Hi Andrew, Interesting. When I first read your introduction my first thought was to rather walk the "normal" heap using ghc-heap or, perhaps, the relatively new ghc-debug library [1] rather than introduce this feature in GHCi. It's hard to know whether non-GHCi-based approach is viable without knowing more about what you are doing, but it potentially brings the benefit of generality: your analysis is not limited to programs with can be run under GHCi. Of course, it also brings some challenges: You would need to find a way to associate info table symbols with whatever information you need of from the Core program and in the presence of simplification tying your results back to the source program may not be possible at all. Cheers, - Ben [1] https://gitlab.haskell.org/ghc/ghc-debug
For this reason I'm modifying GHC 8.10.2, essentially to add additional information to breakpoints. I'd like to reuse the logic behind GHCi's :print command (pprintClosureCommand, obtainTermFromId, ...) for which I suppose I need Id's. Those however don't exist for destructuring patterns, such as those in the following equations:
last [x] = x last (_:xs) = last xs
So I'm wondering where would be a good place in the pipeline to transform patterns like these into at-patterns, to give them Id's.

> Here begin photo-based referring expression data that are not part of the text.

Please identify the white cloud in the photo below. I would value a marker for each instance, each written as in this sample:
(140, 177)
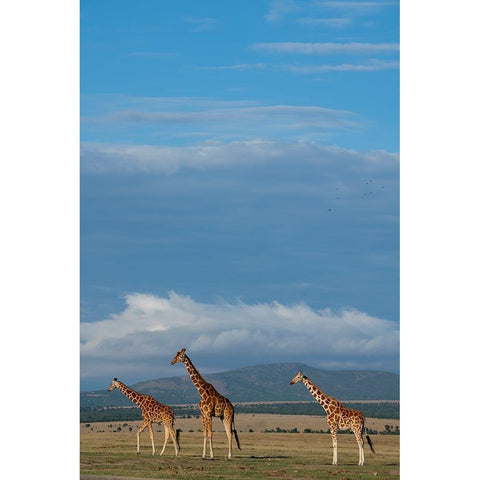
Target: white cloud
(103, 157)
(371, 66)
(201, 24)
(325, 22)
(279, 114)
(279, 9)
(153, 328)
(358, 6)
(326, 48)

However, the breakpoint logic only looks at the free variables of the right-hand sides and not transitively, which means that e.g. in the following example neither ':print arg1' nor ':print as' works when the interpreter hits a breakpoint in the top level expression on the RHS:
qsort arg1@(a:as) = qsort left ++ [a] ++ qsort right where (left, right) = (filter (<=a) as, filter (>a) as)
Thus I'd also like to know how to extend the free var logic for Tickish that eventually leads to CgBreakInfo and :print's ability to inspect these bindings at runtime. My goal would be to determine to what extent was a thunk evaluated during function application.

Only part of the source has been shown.